Das Studi-Magazin „Eda“ bekommt den Ehrenamtspreis für jüdisches Leben. Chefredakteur Richard Ettinger über den 7. Oktober und vorgeschriebene Rollen.

Mit Memes gegen Antisemitismus: das Magazin „Eda“ von der Jüdischen Studierendenunion Deutschlands Foto: EDA Redaktion

taz: Herr Ettinger, im vergangenen Jahr wurde Eda gegründet. Aus welcher Motivation heraus?

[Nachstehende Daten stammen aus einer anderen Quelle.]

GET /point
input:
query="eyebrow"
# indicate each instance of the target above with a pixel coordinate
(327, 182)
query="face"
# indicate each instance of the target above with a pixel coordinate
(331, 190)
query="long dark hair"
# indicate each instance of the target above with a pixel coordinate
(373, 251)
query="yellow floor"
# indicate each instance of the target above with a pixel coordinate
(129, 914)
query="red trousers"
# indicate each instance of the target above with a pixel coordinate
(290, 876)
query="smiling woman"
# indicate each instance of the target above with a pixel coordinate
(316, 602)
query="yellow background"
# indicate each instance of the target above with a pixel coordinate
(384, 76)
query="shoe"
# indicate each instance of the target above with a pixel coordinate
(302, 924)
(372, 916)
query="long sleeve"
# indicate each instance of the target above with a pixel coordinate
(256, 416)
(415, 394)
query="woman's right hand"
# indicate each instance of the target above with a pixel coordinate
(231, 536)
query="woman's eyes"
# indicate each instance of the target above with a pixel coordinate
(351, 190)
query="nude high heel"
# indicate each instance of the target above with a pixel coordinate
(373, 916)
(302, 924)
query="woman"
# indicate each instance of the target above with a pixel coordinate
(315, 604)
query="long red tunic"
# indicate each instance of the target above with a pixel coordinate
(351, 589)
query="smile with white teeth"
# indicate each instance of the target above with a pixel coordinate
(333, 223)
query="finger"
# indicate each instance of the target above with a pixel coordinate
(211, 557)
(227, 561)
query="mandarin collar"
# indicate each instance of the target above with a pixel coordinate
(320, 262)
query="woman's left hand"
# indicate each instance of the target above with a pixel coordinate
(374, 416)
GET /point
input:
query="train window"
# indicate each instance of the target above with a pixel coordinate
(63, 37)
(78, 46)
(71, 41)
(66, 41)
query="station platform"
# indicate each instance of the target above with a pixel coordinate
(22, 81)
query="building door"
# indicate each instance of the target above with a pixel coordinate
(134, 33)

Richard Ettinger: Wir wollen einen kreativen Raum für Jüdinnen und Juden bieten, aber auch für Nichtjuden, die auch für uns schreiben dürfen. Es ist ein Ort, an dem man sich frei ausdrücken kann. Wir wollen uns unapologetisch zum aktuellen Geschehen äußern. Ein Safe Space soll es allerdings nicht sein, denn wir wollen mit dem Projekt die Öffentlichkeit erreichen. Unser Ziel bis zur nächsten Ausgabe, die im November erscheint, ist, dass das Magazin an jedem deutschen Campus verfügbar ist – weil wir ein Studierendenmagazin sind. Und zu unserem Auftrag gehört, über Antisemitismus und ein selbstbestimmtes Judentum zu berichten.

ist Chefredakteur von „Eda“ und studiert Literaturwissenschaft im Master an der Freien Universität zu Berlin.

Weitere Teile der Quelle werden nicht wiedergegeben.